The Wisdom of Tom Petty

As many of you already know, I met with my new Reproductive Endocrinologist for the first time. I won't lie; after the experience I had with Dr. M, I was completely nervous. I was already looking into other clinics and entertaining the idea of just giving up entirely, but, my meeting with Dr. D was fantastic.

I'm not looking for promises of a baby. That's insane because no one can make that promise authentically. In truth, I wasn't even sure what I was looking for in a doctor any more. You see, in the 2 years I have been pursuing fertility treatments, and the years previous where I thought it would happen in its own time, I have conceded my hope. Hope simply didn't reside here anymore. It hurts too much to invest your spirit into every failed month. If you choose to hope each month that the new treatment worked, then the heartbreak of failure chips away at your soul a little bit more. If you've never hoped for something for half a decade and had nothing to show, it's probably hard to comprehend. I'm sure some of you have read my musings and have called me cynical or bitter. I am both, sometimes simultaneously, when it comes to my hopes of family building. However, I think Dr. D is working on that.

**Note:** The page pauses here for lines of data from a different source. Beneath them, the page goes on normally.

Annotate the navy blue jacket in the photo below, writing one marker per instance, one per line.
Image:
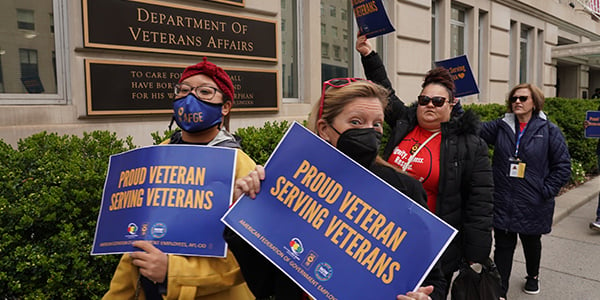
(526, 205)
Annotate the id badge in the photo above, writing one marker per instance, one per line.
(517, 168)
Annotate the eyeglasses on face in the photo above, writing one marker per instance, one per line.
(514, 99)
(437, 101)
(203, 92)
(337, 83)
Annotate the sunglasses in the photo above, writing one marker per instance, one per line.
(514, 99)
(336, 83)
(437, 101)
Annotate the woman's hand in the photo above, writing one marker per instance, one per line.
(422, 293)
(363, 46)
(249, 185)
(152, 262)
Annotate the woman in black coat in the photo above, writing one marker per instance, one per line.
(451, 159)
(531, 163)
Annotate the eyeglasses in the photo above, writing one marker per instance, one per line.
(203, 92)
(437, 101)
(337, 83)
(514, 99)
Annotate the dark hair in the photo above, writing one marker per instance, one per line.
(441, 76)
(537, 96)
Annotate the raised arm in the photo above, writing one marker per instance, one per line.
(375, 71)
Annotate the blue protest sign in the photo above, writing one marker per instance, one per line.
(371, 18)
(461, 74)
(336, 229)
(171, 195)
(593, 129)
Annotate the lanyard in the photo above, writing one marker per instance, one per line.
(519, 141)
(412, 157)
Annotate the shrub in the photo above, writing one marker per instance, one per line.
(49, 200)
(259, 143)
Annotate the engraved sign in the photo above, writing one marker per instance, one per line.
(232, 2)
(151, 26)
(121, 88)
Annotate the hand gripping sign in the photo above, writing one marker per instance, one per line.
(334, 228)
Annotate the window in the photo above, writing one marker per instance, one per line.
(25, 19)
(1, 80)
(324, 50)
(333, 63)
(523, 53)
(289, 48)
(33, 58)
(51, 23)
(29, 71)
(457, 31)
(336, 52)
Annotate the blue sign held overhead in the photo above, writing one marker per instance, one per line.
(461, 74)
(334, 227)
(171, 195)
(371, 18)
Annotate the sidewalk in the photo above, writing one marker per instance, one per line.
(570, 265)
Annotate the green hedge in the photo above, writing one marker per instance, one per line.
(51, 185)
(49, 200)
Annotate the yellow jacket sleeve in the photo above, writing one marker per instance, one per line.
(190, 277)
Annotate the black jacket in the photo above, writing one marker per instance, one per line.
(465, 190)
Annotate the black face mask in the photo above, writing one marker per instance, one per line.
(360, 144)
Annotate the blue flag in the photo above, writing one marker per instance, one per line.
(371, 18)
(461, 74)
(334, 228)
(172, 195)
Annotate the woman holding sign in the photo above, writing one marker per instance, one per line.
(350, 116)
(203, 90)
(531, 163)
(444, 152)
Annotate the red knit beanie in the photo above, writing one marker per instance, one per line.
(211, 70)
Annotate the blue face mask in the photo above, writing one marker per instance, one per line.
(192, 114)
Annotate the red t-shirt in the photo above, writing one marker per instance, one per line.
(425, 167)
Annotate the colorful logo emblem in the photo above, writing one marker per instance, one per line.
(323, 271)
(296, 246)
(158, 230)
(132, 228)
(310, 258)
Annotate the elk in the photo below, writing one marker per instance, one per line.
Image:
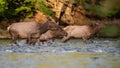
(30, 30)
(81, 31)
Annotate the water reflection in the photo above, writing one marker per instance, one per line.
(58, 60)
(101, 53)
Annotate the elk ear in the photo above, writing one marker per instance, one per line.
(53, 29)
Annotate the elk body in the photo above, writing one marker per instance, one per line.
(30, 30)
(83, 31)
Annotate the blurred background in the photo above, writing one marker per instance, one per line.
(63, 12)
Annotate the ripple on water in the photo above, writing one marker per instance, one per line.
(97, 46)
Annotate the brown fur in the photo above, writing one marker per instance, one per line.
(30, 30)
(83, 31)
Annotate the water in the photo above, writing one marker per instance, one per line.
(100, 53)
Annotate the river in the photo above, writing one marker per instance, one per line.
(98, 53)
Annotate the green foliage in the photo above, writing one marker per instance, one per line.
(103, 8)
(18, 9)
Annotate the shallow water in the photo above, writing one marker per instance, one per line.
(100, 53)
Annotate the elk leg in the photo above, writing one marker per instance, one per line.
(29, 39)
(64, 39)
(14, 37)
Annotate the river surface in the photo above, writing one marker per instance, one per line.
(98, 53)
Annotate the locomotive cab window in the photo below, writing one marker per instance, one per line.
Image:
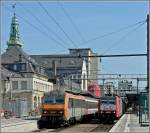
(54, 100)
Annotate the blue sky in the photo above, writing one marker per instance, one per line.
(92, 19)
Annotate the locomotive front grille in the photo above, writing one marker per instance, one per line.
(53, 113)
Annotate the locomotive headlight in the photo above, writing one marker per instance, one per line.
(45, 112)
(60, 112)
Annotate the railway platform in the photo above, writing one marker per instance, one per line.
(129, 123)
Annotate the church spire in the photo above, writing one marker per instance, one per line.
(14, 39)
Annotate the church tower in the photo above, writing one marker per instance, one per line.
(14, 39)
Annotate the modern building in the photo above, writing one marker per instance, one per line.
(22, 76)
(91, 62)
(65, 71)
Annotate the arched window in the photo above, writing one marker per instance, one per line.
(35, 102)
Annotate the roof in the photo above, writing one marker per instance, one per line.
(12, 55)
(6, 73)
(61, 60)
(15, 54)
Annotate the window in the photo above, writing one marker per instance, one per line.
(23, 85)
(23, 67)
(14, 85)
(15, 67)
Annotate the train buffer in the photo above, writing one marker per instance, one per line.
(129, 123)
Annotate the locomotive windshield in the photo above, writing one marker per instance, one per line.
(53, 100)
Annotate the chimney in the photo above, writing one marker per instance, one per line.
(20, 58)
(54, 67)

What I found in Dr. D is much the same as what I value in my OBGYN, Dr S--- compassion. He looked at me as a human being who has the very natural urge to have a child.  He asked questions about me and my husband and talked about treatments that were suitable for us-- not just for the "majority" of women. He answered my questions and put me at ease, making me feel heard and understood. Much like Dr. S, he was not put off by my proclivity to research and inform myself. He actually acknowledged that our road has been long, and for better or worse, he knew we needed resolution.

In that moment, I knew he understood. I looked at Jeremy and I could tell he felt the same way. You see, like Tom Petty said, the waiting is the hardest part. The uncertainty of knowing there is an indefinite timeline in which you throw everything you have at facing this problem is a form of torture. Dr. D understood that we needed to find peace with whatever our future may hold.  He talked to us about all of our family building options-- more of the treatments we have been doing with different drugs, IVF and even adoption. He gave me a definite progression he thinks is a best solution, but he also acknowledged fully, that in his practice, adoption is as good as a pregnancy, because it means you have built your family. So, this practice that makes money trying to get women pregnant offers adoption counseling and services if we choose to go that route.

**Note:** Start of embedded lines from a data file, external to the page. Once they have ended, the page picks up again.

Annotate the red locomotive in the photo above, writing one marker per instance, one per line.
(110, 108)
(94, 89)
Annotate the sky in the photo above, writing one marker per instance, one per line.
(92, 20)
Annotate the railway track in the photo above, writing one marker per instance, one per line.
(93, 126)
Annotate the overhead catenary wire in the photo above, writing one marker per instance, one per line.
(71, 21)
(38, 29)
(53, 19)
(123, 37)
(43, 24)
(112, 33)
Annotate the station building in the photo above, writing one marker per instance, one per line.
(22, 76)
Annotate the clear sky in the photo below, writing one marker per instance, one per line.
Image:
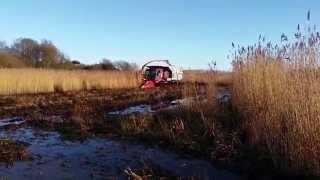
(190, 33)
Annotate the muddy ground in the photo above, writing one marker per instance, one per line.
(71, 136)
(88, 135)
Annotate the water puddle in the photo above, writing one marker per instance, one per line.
(96, 158)
(142, 108)
(11, 121)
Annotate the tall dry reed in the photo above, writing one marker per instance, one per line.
(276, 89)
(21, 81)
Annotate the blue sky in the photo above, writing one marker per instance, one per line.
(190, 33)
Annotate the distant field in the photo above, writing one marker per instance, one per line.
(21, 81)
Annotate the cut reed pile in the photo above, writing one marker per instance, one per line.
(276, 89)
(22, 81)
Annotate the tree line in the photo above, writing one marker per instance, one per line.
(27, 52)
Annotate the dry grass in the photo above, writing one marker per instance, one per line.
(277, 91)
(219, 78)
(22, 81)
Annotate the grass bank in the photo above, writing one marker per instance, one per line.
(25, 81)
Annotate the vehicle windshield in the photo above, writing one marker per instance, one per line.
(150, 74)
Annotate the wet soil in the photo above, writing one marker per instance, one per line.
(100, 158)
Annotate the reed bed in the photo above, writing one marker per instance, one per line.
(25, 81)
(276, 89)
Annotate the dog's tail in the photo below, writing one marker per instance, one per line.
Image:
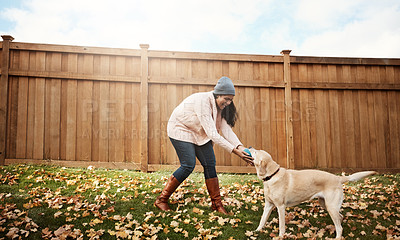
(357, 176)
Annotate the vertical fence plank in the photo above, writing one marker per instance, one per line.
(5, 62)
(144, 90)
(288, 109)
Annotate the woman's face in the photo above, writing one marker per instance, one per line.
(223, 100)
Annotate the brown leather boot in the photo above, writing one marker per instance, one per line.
(162, 200)
(213, 190)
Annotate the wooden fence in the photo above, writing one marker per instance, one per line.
(80, 106)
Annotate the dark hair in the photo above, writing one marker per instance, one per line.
(229, 113)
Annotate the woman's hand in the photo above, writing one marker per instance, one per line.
(243, 155)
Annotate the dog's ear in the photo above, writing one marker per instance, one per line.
(263, 167)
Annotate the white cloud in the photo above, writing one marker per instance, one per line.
(377, 33)
(326, 14)
(171, 25)
(356, 28)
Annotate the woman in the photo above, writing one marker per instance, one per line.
(193, 128)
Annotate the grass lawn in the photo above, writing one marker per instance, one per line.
(47, 202)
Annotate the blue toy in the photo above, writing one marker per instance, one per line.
(247, 151)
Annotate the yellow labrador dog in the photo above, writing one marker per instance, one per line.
(285, 188)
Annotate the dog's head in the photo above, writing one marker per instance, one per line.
(263, 162)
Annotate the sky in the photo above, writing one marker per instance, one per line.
(329, 28)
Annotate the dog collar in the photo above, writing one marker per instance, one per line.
(269, 177)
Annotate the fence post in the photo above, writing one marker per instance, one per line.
(288, 109)
(5, 64)
(144, 92)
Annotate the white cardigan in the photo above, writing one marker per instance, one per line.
(197, 120)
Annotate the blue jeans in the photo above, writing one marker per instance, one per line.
(187, 153)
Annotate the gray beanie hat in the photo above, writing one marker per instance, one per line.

I now know what I want in a doctor-- humanity. Do I expect him to have all of the answers? Of course not. That's preposterous. However, I want him to look at me and see me as an individual who has invested her heart and soul into the endeavor of having a child. I want him to see a couple who is totally committed to one another and to expanding our love with a child. Are we flawed, both as individuals and as a couple? Absolutely. But the essence of humanity means that those flaws are just part of the fabric of our character. I want him to understand that this process isn't just about science and testing hypotheses. It can't be solely about that because each hypothesis that is tested breaks my heart just a little more. I want him to see this is a process that is about a whole person--an entire couple, really.

Dr. D does. He understands our frustrations and wants to leave the insanity of doing the same thing over and over and praying for a different result. In the one hour I spent with Dr. D, I feel like he understands me and my case better than Dr M did in the year I spent at that practice. He can't guarantee perfection, hut he can promise me his best efforts. That's all I can ask for.

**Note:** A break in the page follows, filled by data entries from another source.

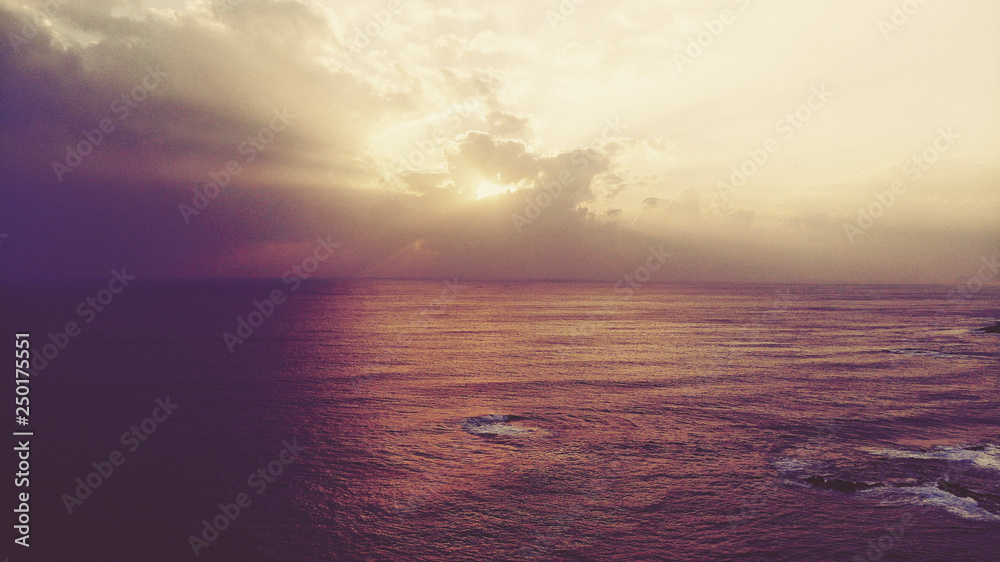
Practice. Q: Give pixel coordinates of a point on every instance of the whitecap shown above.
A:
(931, 496)
(983, 456)
(492, 424)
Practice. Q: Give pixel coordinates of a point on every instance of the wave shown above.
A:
(912, 484)
(493, 424)
(985, 456)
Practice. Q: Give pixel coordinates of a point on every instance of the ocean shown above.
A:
(461, 420)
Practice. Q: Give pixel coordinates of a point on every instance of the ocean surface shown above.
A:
(427, 420)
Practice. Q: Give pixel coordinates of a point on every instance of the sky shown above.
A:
(752, 141)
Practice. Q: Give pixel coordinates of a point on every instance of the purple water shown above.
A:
(518, 421)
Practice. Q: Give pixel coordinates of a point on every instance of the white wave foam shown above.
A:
(988, 458)
(920, 352)
(493, 424)
(966, 508)
(790, 464)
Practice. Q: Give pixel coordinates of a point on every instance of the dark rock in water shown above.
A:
(836, 484)
(991, 329)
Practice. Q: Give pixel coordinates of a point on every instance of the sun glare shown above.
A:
(489, 189)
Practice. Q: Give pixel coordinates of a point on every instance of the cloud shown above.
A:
(384, 146)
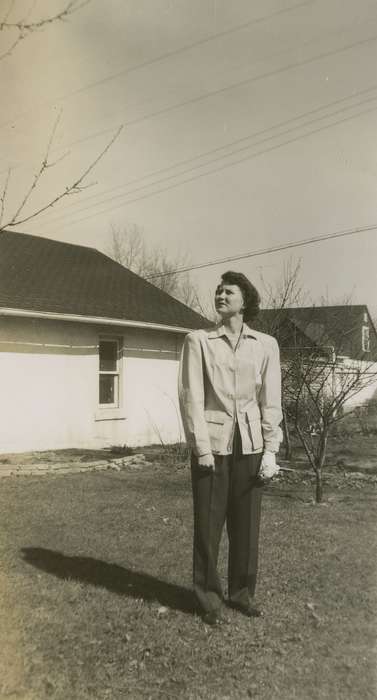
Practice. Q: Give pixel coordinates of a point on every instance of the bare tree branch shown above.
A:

So, while we are still waiting a few months to pursue more aggressive treatments, since the start of school is eminent, I am going to allow myself to hope a little bit. It's crazy that hope these days hopes seems to come in vials with clinical names I can't pronounce. Never once in my life did I think I would be waiting for the day I have to give myself injections. It just goes to show that we never really know what hope might look like for us.

So, for a couple more months, we're still in a holding pattern. But that's ok. I have a million things to distract me between now and November. But, that philosopher Tom Petty really was right. Every day you get one more yard. You take it on faith. You take it to the heart, but the waiting truly is the hardest part-- at least until I take that first injection.